"2,000 high schools produce half of the dropouts in the country...They are perpetuating poverty and social failure... But if we agree that the adults in these schools are failing these children then we have to find the right people and we can't let our rules and regulations get in the way."By rules and regulations, Duncan means collective bargaining agreements. Forget the rules negotiated between teachers and districts. Fire 'em all. Let God sort 'em out, says Arne.
Okay, now fast forward to a report cited by the Hechinger Institute at Columbia Teachers College, which says: "17 states produce some 70 percent of the students who don’t graduate." Never mind, as Sherman Dorn is quick to point out, that 17 states also enroll 70 percent of the nation's students. The question is, using Duncan's logic, aren't these states guilty of perpetuating poverty and social failure? Shouldn't we fire all the teachers in those 17 states and replace them with teachers from the remaining 33?

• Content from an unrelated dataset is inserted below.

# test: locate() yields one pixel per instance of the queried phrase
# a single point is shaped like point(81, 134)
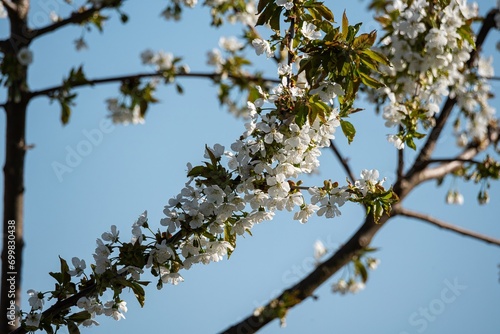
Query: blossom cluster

Actually, the Hechinger folks are asking the right questions, including:
- What investments can states make to turnaround lagging schools in a time of economic crisis?
- How will funds from the stimulus package help transform underperforming high schools and how can government and school officials be held accountable?
- Are changes needed in federal education law?
- What can and should state policymakers do to make sure that increasing graduation rates will become a top priority?
- What interventions and are most effective in improving high school graduation rates?